もしやシャンプラーは囮でこれが本命なのではないか、と。そうするとやはり何処からか情報が引っこ抜かれ、結界術の事などはバレてしまっていると考えるのが打倒だ。


「ファスト!!僕を降ろしてくれ!!今すぐ!!」


焦っている兵助を見たファストは少しだけスピードを下げて兵助を放り投げた。上手く受け身を取ったが体が結構な数切ってしまった。ただそんな事関係ない。あまり離れていないので全速力で走る、破壊されている森の道を進む。

すると先程紀太がいた場所には靴の跡があるだけでそれ以外は何も無くなっていた。

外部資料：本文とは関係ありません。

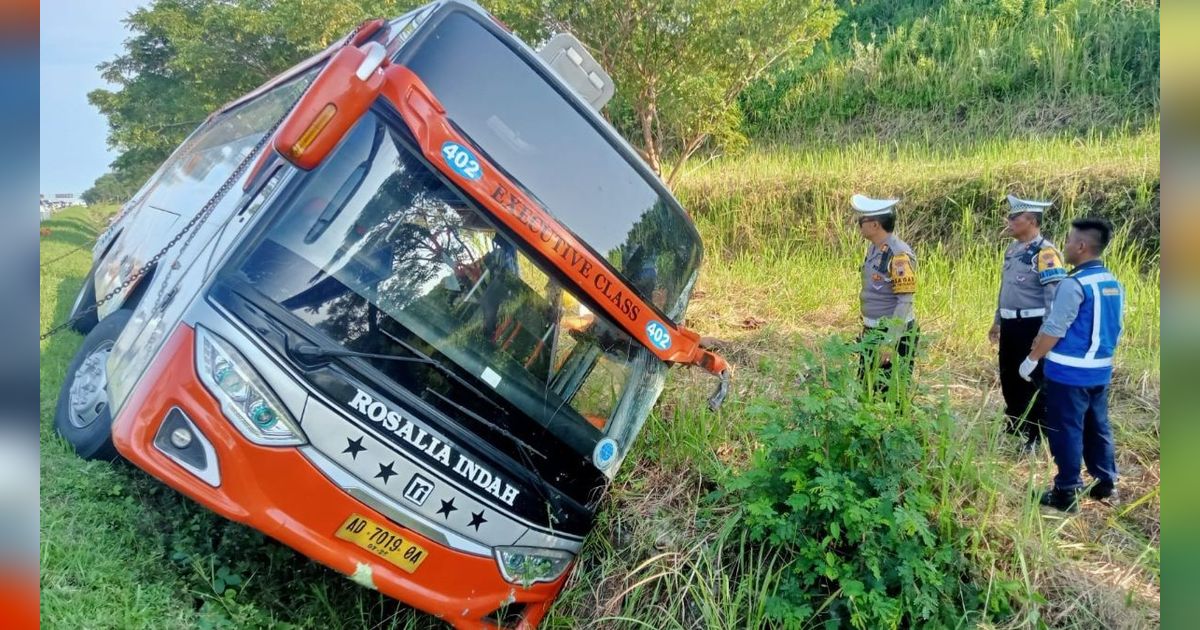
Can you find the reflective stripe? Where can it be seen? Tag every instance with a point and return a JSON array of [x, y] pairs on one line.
[[1075, 361], [1096, 321], [1009, 313], [1093, 279]]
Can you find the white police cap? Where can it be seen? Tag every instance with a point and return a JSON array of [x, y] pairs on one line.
[[1015, 204], [867, 207]]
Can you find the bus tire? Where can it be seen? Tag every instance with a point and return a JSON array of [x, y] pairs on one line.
[[83, 417]]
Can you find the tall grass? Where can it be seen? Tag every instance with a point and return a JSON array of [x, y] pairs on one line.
[[1073, 64], [778, 198]]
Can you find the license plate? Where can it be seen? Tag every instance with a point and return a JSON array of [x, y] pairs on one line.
[[382, 541]]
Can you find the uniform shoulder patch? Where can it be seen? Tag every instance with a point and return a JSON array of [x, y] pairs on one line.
[[1050, 265], [903, 274]]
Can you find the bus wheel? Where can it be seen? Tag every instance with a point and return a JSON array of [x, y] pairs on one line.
[[83, 417]]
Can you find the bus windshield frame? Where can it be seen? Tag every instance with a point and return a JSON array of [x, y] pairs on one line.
[[559, 153]]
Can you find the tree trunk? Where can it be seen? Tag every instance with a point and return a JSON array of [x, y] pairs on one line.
[[649, 150], [683, 157]]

当然霊力残滓さえも。そもそも霊力放出が一切無いように感じた、本当に一切。


「まさか…シウみたいに何らかの方法を使って一時的に霊力放出を完全に無くしたのか…?」


「そうだね。良い仮説だ。まぁでももう少し霊力への理解を深めるのが先決だな」


背後からだ。すぐに振り向き、拳を突き出す。だがそこには何もいない。再度背後から声が聞こえる。

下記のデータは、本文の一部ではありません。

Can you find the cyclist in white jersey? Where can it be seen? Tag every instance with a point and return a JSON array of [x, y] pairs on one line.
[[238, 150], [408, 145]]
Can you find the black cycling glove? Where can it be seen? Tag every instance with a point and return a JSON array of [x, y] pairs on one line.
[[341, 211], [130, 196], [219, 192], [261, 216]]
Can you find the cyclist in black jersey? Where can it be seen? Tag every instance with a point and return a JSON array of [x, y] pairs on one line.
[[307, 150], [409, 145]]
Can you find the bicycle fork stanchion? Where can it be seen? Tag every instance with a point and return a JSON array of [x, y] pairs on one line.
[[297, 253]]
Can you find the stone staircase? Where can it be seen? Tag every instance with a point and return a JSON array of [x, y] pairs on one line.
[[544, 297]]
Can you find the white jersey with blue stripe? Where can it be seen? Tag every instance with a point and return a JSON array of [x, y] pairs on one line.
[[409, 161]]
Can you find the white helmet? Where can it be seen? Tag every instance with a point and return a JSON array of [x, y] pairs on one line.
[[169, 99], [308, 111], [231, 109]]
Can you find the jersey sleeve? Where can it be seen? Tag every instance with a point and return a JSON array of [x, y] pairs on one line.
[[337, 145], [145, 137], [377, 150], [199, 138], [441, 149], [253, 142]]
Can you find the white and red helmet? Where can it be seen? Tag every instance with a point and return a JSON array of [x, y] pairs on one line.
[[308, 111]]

「"今は"敵じゃないから攻撃しないが時間の問題だ。アリスは恐らくTISに戻る、そうなれば嫌だが俺も戻る。諦めた方が良いぞ、ニアじゃアリスには到底敵わない。どんな手段を使おうともな」


攻撃の意思が無いのなら体力は使わない事にした。


「それにしても何故そこまで焦るんだ?何かやましい事でもあるのか」


「いいや?どうだろうね。そんなに気になるのなら確認してみればいいじゃないか、僕らが来た道を」


「…そういう半分賭けの引っかけはやめた方が良いぞ。俺は興味が無いから行かないが、アリスや佐須魔だったら絶対に行く。良かったな、俺で」


すると霊力放出を再開した。それと同時にそこから霊力反応は消えた。いなくなったことを知らせる為だったのだろう。何だか優しい対応に違和感を持つがそれ以上にシウが心配だ。

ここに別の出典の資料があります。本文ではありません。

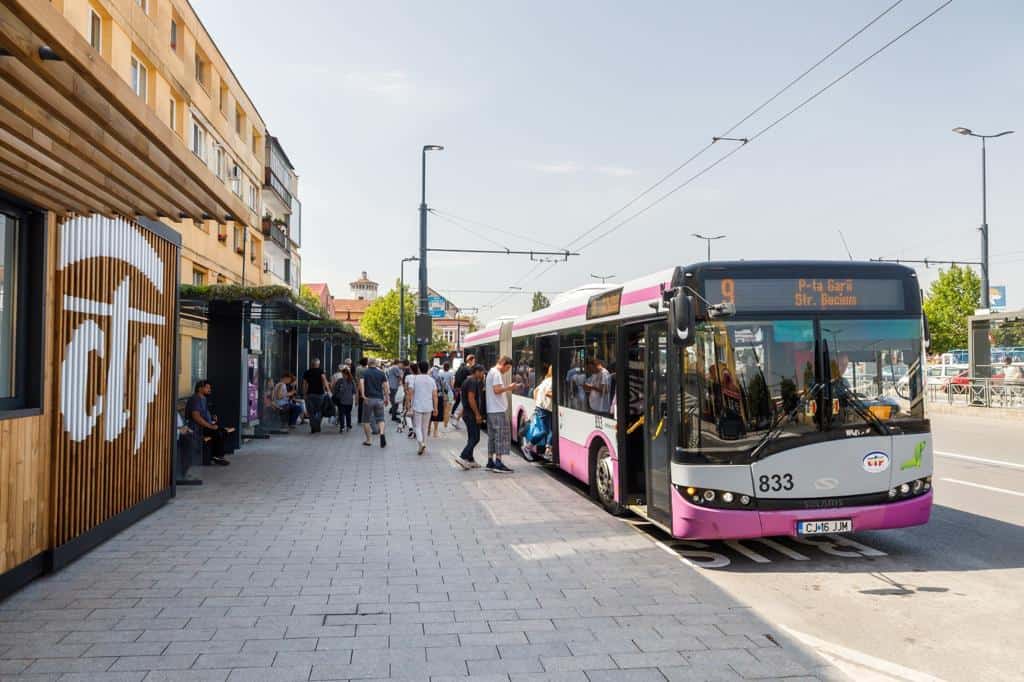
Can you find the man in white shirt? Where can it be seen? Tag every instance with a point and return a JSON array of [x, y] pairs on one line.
[[499, 427], [598, 387]]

シウの方に霊力反応は全くしないがもしかしたら消している誰かが近付いているかもしれない。全速力で到着した。


「どうした!?一人で」


「いいや…よかった…無事なら…」


走ったせいで息切れが凄いが何があったかを説明した。するとシウは大きな溜息をつきながら呟く。


「アリスはやべぇだろ…」


「知ってるの?」


「あぁ。軽くだがな。多分俺の結界も指一本触れるだけで破壊される。あいつは正真正銘人間じゃないからな。ニアって奴も死なないで対抗出来てる時点でおかしいな。やっぱエスケープチームはヤバいのが多いな。お前だったり、素戔嗚、蒿里、流に紫苑も謎の力を得てたしな」


「まぁね…とりあえず僕はここで待つから一緒に…」


何も聞こえなかった。本当に。だが感じ取った、首元で。


「桃季!!」


干支辰の霊力反応が、一瞬にして消滅した。そう、最強の干支神であるはずの干支辰が。一撃で葬られたのだ。


「少し腕は痛むが…急襲後の神との治療よりかは何百倍もマシだな。さぁ使うぞ、真澄」


その瞬間、二人の体は動かなくなった。兵助は感じた事がある、昔に本土でも、数ヶ月前島でも。それは紛れも無く御伽学園生徒会に所属していた者の一人、[駕砕 真澄]の『威圧』であった。